|
MOIRCS VPH Grism Information PageOpen with Limited Support: Observation under the Shared-Risk Policy We have two high-resolution VPH grisms (VPH-Y & VPH-KNote) for the open-use observations (Note: VPH-J and VPH-H were retired in 2020 following the arrival of the better performance LightSmyth Grisms). The grisms were originally carry-in grisms, and the PI of each grism kindly donated them for open use. We thank Prof. Toru Yamada (VPH-K), and Dr. Kazuhiro Shimasaku (VPH-Y), as well as the Dr. Noboru Ebizuka (manufacturing team leader) for their contribution to the community(note 1). It is strongly recommended that the observer who used these grisms would give acknowledgement to providers on your papers when the data based on the grisms are to be published. And also, please refer the paper by Dr. Noboru Ebizuka below.

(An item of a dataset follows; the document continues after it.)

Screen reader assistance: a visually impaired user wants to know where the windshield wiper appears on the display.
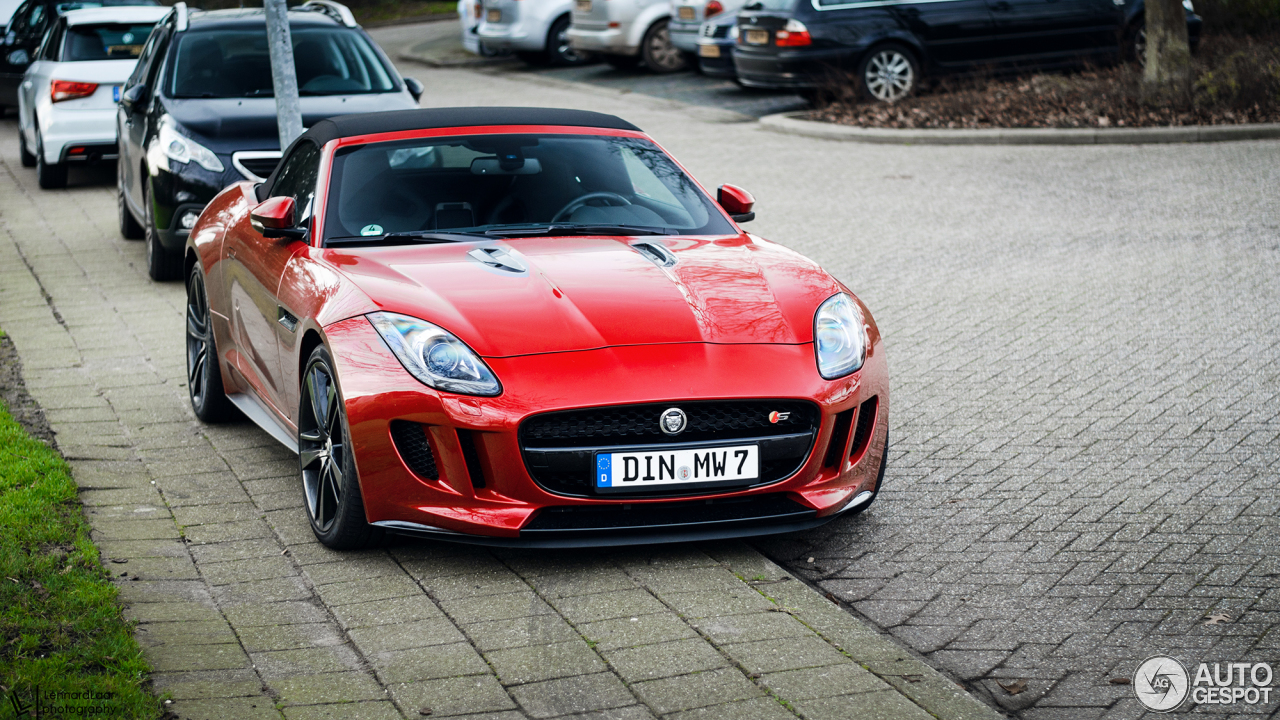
[485,223,676,237]
[324,231,485,247]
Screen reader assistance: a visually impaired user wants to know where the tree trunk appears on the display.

We summarize the basic characteristics of these VPH grisms here. Users who would like to use the grisms should fully understand their basic characteristics. The use of these grisms is somewhat complicated: careless planning without understanding their characters may result in the failure of the observation. The VPH grisms have three characteristics the users should be aware of: (1) a relatively peaky (narrow) transmission curve, (2) the strong dependence of the transmission peak wavelength with the position of the slit, (3) a large shift of the spectra to the spatial direction (in VPH-K). And also, the spectra by VPH grisms basically covers the entire span of the detector in the dispersion direction. Thus the starting and the ending wavelength of the spectra will change with slit to slit (by the slit position) for the MOS data. These characteristics make the mask design for objects that distribute across the MOIRCS FOV fairly complicated, so careful preparation and planning are required. See the "The Observation" part below for more.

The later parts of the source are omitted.